Extemporaneous musings, occasionally poetic, about life in its richly varied dimensions, especially as relates to history, theology, law, literature, science, by one who is an attorney, ordained minister, historian, writer, and African American.
Tuesday, October 15, 2013
BUS RIDE TO JUSTICE, EXCERPT..
BUS RIDE TO JUSTICE: THE LIFE AND WORKS OF FRED D. GRAY, CHANGING THE SYSTEM BY THE SYSTEM, by Fred D. Gray, Esq., (NewSouth Books, Montgomery, AL: 1995, 2013), P.31-33
“During the early months of my law practice, I had few clients and little to do. At lunchtime Mrs. [Rosa] Parks often walked to my law office, located one and a half blocks from the Montgomery Fair department store where she worked as a seamstress. We became very good friends. She would walk to my office and we would sit down and share our lunches.

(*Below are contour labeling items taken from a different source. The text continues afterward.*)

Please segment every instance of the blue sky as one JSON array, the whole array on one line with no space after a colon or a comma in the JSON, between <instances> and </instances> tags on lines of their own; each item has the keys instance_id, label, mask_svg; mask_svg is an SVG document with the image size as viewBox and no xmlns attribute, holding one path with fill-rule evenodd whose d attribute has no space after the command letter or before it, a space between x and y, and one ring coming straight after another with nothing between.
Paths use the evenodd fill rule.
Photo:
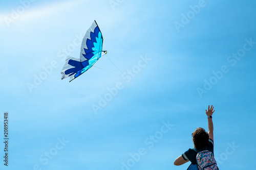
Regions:
<instances>
[{"instance_id":1,"label":"blue sky","mask_svg":"<svg viewBox=\"0 0 256 170\"><path fill-rule=\"evenodd\" d=\"M7 167L1 142L1 169L185 169L173 162L193 147L196 128L207 129L208 105L219 168L252 169L255 5L1 2L0 136L8 112L9 151ZM94 20L108 55L61 80Z\"/></svg>"}]
</instances>

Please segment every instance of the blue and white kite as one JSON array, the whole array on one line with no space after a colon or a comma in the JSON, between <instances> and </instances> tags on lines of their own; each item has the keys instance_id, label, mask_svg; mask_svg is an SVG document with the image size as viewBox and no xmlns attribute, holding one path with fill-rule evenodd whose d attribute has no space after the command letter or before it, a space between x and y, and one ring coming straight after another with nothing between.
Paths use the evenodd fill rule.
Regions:
<instances>
[{"instance_id":1,"label":"blue and white kite","mask_svg":"<svg viewBox=\"0 0 256 170\"><path fill-rule=\"evenodd\" d=\"M80 58L68 56L60 72L61 80L70 77L69 82L91 68L98 60L106 54L102 51L103 37L95 20L87 30L82 41Z\"/></svg>"}]
</instances>

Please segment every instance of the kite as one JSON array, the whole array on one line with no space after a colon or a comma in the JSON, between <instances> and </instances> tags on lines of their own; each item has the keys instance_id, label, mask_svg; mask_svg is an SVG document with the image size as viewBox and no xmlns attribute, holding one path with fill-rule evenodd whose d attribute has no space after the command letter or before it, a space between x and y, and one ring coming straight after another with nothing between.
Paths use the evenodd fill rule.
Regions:
<instances>
[{"instance_id":1,"label":"kite","mask_svg":"<svg viewBox=\"0 0 256 170\"><path fill-rule=\"evenodd\" d=\"M87 71L106 54L102 51L103 37L95 20L87 30L81 46L80 58L68 56L60 72L61 80L70 77L69 82Z\"/></svg>"}]
</instances>

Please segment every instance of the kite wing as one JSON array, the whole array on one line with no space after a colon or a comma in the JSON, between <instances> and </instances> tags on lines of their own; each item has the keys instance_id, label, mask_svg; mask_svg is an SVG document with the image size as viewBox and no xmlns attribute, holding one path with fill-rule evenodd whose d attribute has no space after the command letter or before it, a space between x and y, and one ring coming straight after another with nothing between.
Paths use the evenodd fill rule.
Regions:
<instances>
[{"instance_id":1,"label":"kite wing","mask_svg":"<svg viewBox=\"0 0 256 170\"><path fill-rule=\"evenodd\" d=\"M94 21L87 30L81 46L80 58L68 57L60 72L61 79L70 77L69 82L75 79L91 68L98 60L106 54L102 51L103 37Z\"/></svg>"}]
</instances>

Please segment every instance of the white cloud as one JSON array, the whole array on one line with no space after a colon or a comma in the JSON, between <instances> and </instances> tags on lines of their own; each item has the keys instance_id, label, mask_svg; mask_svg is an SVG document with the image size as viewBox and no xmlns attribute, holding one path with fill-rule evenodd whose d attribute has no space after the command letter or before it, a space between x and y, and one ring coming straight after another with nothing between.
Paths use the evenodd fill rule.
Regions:
<instances>
[{"instance_id":1,"label":"white cloud","mask_svg":"<svg viewBox=\"0 0 256 170\"><path fill-rule=\"evenodd\" d=\"M8 12L0 13L0 25L11 25L17 20L22 22L38 20L71 9L81 2L80 0L67 1L35 7L33 6L35 4L32 3L35 2L31 3L29 5L20 3L20 6L13 8Z\"/></svg>"}]
</instances>

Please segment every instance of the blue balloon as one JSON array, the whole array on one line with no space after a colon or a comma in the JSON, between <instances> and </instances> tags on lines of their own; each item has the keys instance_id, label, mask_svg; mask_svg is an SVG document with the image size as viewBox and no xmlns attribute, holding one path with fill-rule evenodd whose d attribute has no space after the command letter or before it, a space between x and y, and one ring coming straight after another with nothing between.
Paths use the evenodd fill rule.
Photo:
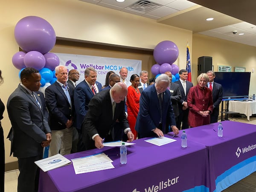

“For almost a year we met, shared our lunches, and discussed the problems in Montgomery. Among all those problems, the segregation on city buses was an especial affront to Montgomery's black citizens. Few blacks had cars in those days. We relied on buses. It seemed that the white operators of the buses went out of their way to humiliate black passengers, despite the fact that the bus company derived the majority of its income from black riders.
“In the months before her own arrest, Mrs. Parks and I talked often about the situation involving Claudette Colvin, a fifteen-year-old student at Booker Washington High School, who was arrested March 2, 1955, for refusing to get up and give her seat to a white woman on a Capitol Heights bus in downtown Montgomery. I represented Claudette Colvin in the juvenile court of Montgomery County. We discussed the possibility of a boycott. I told Mrs. Parks, as I had told other leaders in Montgomery, that I thought the Claudette Colvin arrest was a good test case to end segregation on the buses. However, the black leadership in Montgomery at that time thought we should wait.
“When we threatened to stay off the buses, the city and bus company officials assured us that what happened to Claudette Colvin would not happen again. Of course, nothing really changed. Claudette, Mary Louise Smith, and Mrs. Parks were among a number of black females who had been arrested under almost the same circumstances for resisting segregation practices on the city buses during the year 1955....
“December 1, 1955, was a typical day in Montgomery. It was late fall, but it had not begun to get cold. Mrs. Parks and I had lunch together that day, just as we had done many times before. When 1 p.m. Came and the lunch hour ended, Mrs. Parks went back to her work as a seamstress. During our lunch, I informed Mrs. Parks that I had an appointment out of town that afternoon. I continued my work and left the office in the early afternoon for an out-of-town engagement.
“Upon my return to the city later that evening, I was shocked to learn that Mrs. Parks had been arrested in an incident involving the buses. I immediately began to return the numerous phone calls informing me of her arrest. Subsequently, I met with Mrs. Parks, E.D. Nixon, and Jo Ann Robinson.
“That day was, for me, the beginning point of all the monumental events that soon began to unfold in my life. My immediate little world began to change. And so did the larger world. I pledged to myself that I would wage war on segregation. The opening shot had now been fired. With Mrs. Park's arrest came the opening of the Montgomery Bus Boycott. It changed the history of civil rights in Alabama, in the nation, and in the world. And it launched my legal career.”